The use of Global Positioning System (GPS) tracking devices to assess movement demands and impacts in Under-19 Rugby Union match play
This study attempted to use Global Positioning System (GPS) devices to obtain information on elite Under-19 rugby union forward and back players with regard to selected movement patterns, as well as impacts from collisions experienced by players. Seventeen Under-19 male rugby players from a provincial rugby institute in Stellenbosch, South Africa, were studied during five games in a Super League A competition. Data revealed that players covered on average 4469.95 ± 292.25 m during a game.
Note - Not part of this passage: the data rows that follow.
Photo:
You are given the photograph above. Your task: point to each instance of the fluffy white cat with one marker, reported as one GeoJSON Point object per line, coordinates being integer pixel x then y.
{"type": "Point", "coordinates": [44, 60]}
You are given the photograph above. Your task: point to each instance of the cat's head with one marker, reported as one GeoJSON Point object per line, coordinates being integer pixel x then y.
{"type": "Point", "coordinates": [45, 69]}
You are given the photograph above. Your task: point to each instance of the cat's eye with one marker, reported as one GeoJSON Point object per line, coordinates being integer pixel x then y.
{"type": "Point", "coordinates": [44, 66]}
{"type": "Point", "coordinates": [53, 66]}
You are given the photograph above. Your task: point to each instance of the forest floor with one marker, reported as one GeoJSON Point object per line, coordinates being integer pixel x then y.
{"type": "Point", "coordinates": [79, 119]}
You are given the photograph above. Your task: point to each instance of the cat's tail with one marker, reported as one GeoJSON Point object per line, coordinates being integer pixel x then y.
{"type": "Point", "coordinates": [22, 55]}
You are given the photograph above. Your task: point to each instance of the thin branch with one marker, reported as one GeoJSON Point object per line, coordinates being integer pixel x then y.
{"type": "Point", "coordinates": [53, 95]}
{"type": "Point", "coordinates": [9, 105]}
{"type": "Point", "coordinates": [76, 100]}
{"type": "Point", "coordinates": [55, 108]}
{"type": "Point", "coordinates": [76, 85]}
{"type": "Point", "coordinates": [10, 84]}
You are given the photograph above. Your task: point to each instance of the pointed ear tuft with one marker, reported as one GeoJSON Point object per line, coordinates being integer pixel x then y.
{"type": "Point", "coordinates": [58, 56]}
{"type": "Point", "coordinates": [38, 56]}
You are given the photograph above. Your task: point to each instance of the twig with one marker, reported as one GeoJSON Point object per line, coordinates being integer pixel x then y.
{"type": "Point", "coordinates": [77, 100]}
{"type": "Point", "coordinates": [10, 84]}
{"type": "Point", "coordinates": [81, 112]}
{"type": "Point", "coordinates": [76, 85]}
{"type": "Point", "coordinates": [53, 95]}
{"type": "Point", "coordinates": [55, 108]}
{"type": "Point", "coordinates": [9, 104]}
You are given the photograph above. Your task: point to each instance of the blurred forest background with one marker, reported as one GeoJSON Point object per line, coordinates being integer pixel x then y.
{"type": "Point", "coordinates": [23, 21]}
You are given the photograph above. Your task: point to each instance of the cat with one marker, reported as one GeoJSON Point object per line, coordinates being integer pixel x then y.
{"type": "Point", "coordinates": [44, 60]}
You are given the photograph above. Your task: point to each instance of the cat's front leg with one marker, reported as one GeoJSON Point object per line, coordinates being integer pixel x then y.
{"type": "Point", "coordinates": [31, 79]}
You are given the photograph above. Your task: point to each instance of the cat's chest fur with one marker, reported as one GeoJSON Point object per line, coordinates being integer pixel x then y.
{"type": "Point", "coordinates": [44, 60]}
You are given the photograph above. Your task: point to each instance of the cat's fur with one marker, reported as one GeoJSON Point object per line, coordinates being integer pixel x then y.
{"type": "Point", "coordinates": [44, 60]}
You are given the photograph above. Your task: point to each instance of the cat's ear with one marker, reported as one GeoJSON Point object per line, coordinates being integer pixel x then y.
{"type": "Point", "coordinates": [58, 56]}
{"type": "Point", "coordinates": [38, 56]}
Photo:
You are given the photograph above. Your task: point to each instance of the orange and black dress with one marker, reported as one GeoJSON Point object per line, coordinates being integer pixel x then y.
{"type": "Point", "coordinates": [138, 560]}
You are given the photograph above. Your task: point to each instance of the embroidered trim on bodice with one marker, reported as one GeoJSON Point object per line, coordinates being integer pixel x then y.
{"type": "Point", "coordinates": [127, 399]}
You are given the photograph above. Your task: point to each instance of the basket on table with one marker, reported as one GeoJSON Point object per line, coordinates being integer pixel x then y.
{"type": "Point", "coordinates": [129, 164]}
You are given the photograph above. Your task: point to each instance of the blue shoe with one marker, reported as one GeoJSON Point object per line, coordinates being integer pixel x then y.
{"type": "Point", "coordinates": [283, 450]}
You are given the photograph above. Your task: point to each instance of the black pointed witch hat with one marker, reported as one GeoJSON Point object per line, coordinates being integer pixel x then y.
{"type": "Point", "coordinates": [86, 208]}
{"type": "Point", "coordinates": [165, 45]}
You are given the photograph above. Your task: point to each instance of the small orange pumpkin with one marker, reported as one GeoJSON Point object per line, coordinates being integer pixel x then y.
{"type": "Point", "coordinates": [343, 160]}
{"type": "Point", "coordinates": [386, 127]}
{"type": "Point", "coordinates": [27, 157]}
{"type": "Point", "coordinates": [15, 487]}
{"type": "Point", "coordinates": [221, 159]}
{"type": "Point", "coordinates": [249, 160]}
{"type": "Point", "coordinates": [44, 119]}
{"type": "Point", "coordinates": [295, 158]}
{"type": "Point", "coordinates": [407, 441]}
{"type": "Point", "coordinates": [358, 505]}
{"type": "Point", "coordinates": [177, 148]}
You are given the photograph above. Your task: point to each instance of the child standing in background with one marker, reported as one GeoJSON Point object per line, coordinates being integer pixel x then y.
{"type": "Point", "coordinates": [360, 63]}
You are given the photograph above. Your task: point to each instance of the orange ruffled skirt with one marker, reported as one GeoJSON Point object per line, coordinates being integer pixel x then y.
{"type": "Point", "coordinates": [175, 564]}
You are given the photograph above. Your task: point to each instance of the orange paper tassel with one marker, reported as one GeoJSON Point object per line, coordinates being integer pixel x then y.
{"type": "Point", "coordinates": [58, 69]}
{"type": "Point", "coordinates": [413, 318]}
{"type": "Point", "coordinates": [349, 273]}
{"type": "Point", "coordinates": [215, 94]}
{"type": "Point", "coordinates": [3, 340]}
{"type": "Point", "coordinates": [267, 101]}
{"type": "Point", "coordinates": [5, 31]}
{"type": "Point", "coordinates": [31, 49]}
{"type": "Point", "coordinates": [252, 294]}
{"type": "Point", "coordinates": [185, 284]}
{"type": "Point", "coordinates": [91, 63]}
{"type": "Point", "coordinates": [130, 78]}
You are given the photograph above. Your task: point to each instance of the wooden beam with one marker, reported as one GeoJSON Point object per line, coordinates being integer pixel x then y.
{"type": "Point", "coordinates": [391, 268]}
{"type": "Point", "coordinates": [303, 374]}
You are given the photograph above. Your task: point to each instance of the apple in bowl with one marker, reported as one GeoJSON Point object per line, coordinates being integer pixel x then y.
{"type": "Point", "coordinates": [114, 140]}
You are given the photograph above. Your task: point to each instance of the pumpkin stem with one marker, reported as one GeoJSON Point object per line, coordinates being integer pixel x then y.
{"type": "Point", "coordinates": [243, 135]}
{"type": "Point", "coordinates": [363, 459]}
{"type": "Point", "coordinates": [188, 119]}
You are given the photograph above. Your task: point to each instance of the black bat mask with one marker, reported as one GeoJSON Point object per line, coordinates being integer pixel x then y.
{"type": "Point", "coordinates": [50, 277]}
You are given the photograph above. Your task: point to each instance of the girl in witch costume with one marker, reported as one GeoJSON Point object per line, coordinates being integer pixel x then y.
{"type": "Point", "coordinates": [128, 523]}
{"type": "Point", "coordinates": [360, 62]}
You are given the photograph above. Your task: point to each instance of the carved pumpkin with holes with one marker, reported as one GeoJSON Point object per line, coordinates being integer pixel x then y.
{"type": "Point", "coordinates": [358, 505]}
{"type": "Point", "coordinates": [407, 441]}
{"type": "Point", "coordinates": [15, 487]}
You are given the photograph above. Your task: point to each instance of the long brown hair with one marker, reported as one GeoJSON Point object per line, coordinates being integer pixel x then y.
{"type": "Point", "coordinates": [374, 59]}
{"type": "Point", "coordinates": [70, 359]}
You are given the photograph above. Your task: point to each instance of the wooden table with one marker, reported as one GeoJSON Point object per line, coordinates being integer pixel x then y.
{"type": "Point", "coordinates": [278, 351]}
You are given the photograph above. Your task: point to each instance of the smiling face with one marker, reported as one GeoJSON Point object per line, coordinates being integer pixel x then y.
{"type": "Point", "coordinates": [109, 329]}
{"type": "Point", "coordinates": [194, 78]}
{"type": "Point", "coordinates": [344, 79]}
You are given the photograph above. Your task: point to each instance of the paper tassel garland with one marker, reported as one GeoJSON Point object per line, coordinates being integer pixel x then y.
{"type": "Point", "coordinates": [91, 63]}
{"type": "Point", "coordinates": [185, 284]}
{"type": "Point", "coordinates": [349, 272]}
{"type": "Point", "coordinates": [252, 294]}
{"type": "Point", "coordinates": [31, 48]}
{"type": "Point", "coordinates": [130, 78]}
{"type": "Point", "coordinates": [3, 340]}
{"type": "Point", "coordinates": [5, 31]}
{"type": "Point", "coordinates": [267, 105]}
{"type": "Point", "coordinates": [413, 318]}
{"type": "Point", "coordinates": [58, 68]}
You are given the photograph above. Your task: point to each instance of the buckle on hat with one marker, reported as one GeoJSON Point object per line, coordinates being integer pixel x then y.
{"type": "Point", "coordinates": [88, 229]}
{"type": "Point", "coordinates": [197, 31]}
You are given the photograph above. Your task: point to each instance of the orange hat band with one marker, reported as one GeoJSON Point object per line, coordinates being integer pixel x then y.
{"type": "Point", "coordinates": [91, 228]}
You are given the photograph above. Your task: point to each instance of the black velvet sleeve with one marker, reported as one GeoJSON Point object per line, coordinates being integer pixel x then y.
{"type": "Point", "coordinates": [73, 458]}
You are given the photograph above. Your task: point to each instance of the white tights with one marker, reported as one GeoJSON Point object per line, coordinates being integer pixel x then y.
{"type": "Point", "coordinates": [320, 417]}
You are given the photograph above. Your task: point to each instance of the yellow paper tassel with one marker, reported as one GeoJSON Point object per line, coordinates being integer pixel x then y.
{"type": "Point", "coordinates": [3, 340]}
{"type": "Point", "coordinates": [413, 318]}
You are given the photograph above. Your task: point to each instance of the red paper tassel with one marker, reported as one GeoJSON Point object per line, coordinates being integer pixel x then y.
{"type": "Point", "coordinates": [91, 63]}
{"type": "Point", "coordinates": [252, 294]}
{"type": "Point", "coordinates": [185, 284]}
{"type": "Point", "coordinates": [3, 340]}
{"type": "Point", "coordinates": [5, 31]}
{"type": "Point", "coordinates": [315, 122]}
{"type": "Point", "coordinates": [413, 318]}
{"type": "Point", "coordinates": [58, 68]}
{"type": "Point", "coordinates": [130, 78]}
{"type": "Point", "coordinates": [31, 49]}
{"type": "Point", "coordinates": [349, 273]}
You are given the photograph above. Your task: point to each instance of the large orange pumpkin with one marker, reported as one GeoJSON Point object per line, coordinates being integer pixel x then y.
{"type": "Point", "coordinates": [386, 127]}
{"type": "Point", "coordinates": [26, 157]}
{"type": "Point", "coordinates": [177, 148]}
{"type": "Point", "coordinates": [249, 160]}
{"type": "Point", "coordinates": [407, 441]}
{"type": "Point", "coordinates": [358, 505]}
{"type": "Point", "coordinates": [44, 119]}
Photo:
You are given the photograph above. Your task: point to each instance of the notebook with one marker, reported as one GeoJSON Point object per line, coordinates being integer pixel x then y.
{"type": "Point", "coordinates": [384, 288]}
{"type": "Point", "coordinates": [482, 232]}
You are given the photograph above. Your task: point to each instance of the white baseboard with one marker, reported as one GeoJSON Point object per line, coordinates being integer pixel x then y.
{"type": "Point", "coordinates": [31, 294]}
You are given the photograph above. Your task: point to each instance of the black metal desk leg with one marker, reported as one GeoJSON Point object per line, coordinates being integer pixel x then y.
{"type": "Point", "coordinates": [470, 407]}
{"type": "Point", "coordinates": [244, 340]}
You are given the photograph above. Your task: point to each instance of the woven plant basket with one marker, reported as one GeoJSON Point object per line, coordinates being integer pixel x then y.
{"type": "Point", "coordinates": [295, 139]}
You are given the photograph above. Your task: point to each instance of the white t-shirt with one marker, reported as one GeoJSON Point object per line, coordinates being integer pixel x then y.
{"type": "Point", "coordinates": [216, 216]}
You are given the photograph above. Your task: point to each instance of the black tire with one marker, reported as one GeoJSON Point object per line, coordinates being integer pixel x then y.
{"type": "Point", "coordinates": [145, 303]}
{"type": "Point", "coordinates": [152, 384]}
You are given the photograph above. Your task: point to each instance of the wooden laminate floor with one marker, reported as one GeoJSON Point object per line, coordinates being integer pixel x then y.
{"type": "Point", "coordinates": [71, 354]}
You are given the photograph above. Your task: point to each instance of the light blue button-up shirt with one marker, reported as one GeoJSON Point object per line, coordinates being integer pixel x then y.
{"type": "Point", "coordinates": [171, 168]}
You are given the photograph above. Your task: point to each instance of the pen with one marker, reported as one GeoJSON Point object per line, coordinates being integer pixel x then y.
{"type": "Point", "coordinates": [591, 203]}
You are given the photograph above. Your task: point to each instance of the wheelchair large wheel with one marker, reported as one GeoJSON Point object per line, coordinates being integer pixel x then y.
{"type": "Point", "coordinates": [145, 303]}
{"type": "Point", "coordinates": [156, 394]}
Players spent 72.32 ± 4.77% of the total game time either standing or walking. Props and locks spent more time jogging (26.11 ± 3.77%), compared to outside backs (15.6 ± 2.3%). The outside backs spent more time sprinting (1.11 ± 1.18%) than inside backs (0.72 ± 0.30%) or the front and back row forwards (0.48 ± 0.23% and 48 ± 0.13%) respectively. Back row forwards had the highest total amount of impacts (measured in G-force, g) during the games (683.4 ± 295.04). The inside backs experienced the highest amount of severe impacts (>10g) (12.16 ± 3.18) per match. The intermittent nature of Under-19 rugby union match play, as well as the unique roles and requirements of positional groups, were confirmed. The use of GPS technology also offered valuable insight into the severity of impacts experienced by players in different positions, which was not previously available. An understanding of match-play requirements, as well as the number and intensity of collisions experienced by players, can assist coaches with planning specific training programmes, as well as adequate recovery between training sessions and games.
Keywords: Global Positioning System, rugby union, match-play, impact.